The primary output is the MRR growth rate for the period. For most users, that period is one month, so the result acts as your month over month (MoM) MRR growth percentage. This is the number investors, operators, and finance teams use as a quick signal of traction. However, percentages can hide reality, so the calculator also shows the plain currency change in MRR and the annualized impact of that change.
This page is intentionally locked to a single purpose: measuring overall MRR growth between two points in time. It does not attempt to forecast future MRR, build a cohort model, or calculate LTV, CAC, churn rate, or net revenue retention. Those are separate problems with different inputs. If you only want a reliable growth read, this is the cleanest way to get it without extra friction.
Assumptions and how to use this calculator
- Starting MRR should be the recurring revenue at the beginning of the period, not total invoiced revenue.
- Ending MRR should be the recurring revenue at the end of the period, using the same measurement method as the start.
- If you leave period length blank, the calculator assumes 1 month and reports standard MoM growth.
- Implied ARR change is calculated as 12 × net MRR change, which is a run-rate view, not a guarantee of future performance.
- MRR is treated as a snapshot metric; timing differences (mid-month upgrades, proration, delayed billing) can affect results, so use consistent cutoff dates.
Common questions
What is the difference between MRR growth rate and net MRR change?
Net MRR change is the currency difference between ending and starting MRR. Growth rate expresses that same change as a percentage of starting MRR. A small company can show a high percentage growth with a small amount of money, while a larger company can show a low percentage growth with a large amount of money. You need both to interpret performance correctly.
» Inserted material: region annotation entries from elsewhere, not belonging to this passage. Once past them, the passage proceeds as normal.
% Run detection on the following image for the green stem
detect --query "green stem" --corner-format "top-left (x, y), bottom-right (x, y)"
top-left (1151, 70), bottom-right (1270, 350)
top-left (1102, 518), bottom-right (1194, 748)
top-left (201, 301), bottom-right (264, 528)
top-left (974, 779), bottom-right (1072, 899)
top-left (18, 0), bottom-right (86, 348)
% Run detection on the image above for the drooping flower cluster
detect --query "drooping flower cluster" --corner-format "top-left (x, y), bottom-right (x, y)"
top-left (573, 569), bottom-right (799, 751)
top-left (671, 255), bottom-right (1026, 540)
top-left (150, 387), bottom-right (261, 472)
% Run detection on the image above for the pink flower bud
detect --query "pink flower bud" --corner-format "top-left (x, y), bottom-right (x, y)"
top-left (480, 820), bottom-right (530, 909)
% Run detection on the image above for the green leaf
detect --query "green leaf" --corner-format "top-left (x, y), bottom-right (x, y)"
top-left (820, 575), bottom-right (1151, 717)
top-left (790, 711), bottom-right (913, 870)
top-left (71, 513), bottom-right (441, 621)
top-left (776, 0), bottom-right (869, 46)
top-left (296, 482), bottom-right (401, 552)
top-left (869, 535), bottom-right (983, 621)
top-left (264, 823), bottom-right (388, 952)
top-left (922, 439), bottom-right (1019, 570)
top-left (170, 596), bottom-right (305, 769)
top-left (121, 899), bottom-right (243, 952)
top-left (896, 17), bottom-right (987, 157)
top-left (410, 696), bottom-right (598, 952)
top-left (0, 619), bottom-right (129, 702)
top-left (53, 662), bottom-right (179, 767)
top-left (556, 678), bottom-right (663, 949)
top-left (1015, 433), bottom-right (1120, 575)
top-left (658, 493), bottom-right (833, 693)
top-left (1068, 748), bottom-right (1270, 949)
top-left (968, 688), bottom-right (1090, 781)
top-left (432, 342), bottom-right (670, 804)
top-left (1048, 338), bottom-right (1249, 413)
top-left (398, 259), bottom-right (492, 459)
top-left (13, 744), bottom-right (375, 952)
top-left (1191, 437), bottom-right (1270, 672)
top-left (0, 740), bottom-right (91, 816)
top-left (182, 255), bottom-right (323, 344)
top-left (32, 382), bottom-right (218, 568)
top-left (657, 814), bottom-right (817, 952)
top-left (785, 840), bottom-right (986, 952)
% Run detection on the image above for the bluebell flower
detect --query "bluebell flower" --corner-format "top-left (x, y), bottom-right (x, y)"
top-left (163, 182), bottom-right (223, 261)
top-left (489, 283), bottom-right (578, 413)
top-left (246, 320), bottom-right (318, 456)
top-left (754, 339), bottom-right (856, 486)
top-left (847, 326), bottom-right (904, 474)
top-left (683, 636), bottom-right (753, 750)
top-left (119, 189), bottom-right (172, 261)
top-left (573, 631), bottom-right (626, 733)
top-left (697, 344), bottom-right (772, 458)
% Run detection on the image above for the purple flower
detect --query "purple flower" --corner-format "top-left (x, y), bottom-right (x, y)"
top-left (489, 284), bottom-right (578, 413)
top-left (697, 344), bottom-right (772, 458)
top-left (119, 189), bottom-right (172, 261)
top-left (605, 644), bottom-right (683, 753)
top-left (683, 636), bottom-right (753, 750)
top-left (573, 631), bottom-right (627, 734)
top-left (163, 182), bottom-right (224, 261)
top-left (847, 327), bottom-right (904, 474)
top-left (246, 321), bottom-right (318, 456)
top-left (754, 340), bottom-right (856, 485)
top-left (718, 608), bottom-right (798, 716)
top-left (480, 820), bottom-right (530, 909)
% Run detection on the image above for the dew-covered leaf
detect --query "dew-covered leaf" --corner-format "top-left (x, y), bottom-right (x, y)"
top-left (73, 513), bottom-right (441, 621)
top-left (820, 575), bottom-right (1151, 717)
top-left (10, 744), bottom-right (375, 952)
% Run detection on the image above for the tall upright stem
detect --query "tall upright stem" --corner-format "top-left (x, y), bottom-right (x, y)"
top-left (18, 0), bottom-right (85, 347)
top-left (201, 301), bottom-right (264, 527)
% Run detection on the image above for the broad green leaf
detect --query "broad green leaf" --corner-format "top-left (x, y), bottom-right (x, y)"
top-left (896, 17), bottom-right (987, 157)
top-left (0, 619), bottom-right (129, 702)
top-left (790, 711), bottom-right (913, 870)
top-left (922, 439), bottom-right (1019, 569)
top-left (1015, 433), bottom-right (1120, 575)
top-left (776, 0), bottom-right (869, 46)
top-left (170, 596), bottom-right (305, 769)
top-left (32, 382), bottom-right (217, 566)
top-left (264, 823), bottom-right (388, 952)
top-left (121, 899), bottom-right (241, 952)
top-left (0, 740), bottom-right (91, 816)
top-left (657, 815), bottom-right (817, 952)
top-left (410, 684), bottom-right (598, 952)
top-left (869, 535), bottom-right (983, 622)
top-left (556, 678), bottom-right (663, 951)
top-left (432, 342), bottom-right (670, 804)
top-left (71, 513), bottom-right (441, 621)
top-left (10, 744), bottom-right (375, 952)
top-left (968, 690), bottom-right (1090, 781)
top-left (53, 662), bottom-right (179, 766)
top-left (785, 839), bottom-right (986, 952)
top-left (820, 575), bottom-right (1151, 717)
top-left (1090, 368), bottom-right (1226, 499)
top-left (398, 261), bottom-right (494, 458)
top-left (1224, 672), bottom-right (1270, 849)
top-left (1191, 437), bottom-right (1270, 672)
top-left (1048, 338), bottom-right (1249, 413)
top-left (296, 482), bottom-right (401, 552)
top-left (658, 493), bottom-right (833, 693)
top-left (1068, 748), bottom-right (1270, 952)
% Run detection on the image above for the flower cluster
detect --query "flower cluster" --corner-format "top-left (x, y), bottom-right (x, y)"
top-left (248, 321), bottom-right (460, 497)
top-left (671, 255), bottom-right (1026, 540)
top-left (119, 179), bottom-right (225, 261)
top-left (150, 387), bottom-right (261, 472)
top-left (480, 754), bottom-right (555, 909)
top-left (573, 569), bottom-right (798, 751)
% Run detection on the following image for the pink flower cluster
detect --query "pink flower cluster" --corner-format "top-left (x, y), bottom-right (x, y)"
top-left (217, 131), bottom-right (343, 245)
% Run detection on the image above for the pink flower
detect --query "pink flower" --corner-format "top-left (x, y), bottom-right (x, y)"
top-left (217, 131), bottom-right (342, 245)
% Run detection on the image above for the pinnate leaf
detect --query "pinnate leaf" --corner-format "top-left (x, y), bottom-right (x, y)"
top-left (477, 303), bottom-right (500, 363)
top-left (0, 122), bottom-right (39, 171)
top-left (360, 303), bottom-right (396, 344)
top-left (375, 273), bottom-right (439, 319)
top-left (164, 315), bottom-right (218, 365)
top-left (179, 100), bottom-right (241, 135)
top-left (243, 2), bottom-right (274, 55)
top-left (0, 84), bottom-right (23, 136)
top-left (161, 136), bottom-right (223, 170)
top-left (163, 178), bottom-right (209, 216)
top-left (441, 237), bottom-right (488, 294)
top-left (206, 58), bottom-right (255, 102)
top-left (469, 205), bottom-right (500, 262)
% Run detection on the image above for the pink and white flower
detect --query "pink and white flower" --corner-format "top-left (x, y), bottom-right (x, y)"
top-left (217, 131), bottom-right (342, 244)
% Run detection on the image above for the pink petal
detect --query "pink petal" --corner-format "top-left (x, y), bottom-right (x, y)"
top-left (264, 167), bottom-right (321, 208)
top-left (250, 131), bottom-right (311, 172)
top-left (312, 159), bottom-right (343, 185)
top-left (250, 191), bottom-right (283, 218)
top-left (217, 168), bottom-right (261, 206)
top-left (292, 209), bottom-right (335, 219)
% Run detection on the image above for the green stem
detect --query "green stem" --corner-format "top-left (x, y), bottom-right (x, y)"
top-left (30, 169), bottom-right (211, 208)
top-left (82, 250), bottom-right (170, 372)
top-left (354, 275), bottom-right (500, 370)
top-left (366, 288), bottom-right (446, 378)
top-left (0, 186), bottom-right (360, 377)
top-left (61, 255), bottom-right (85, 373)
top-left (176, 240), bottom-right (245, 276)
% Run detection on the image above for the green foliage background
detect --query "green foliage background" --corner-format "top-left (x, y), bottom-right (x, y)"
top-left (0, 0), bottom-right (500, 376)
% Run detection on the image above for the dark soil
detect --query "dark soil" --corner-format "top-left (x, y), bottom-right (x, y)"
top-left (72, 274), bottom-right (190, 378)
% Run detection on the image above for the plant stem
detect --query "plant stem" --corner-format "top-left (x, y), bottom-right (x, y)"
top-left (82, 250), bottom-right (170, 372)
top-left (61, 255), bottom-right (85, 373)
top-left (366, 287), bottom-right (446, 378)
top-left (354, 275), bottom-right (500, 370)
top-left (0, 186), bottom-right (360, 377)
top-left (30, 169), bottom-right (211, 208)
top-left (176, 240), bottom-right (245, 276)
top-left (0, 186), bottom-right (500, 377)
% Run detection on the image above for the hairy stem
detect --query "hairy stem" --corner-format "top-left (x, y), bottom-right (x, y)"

What does “implied ARR change” mean and when should I trust it?
Implied ARR change is a run-rate translation of the MRR change: it multiplies the net MRR change by 12. It is useful for communicating impact in annual terms, but it assumes your current MRR level persists for a full year. It is not the same as booked annual contracts, and it should not be treated as a revenue forecast.
My ending MRR is lower than starting MRR. Will the calculator still work?
Yes. The calculator supports negative growth. You will see a negative net change and a negative growth rate. If your ending MRR is zero, the percentage change will be very large in magnitude. That reflects a real collapse in recurring revenue, not a math error.
What should I enter for “period length (months)”?
Enter the number of months between the two MRR snapshots. If you are comparing one month to the next, use 1. If you are comparing quarter start to quarter end, use 3. When months is greater than 1, the calculator also reports compound monthly growth rate (CMGR) across the period, which is more accurate than dividing total growth by months.
Why does CMGR matter compared to a simple average monthly growth?
Compound monthly growth rate accounts for compounding across multiple months. If growth is not perfectly linear, CMGR gives a fair single monthly rate that would produce the same start and end values over the period. For multi-month comparisons, it is usually the most defensible summary metric.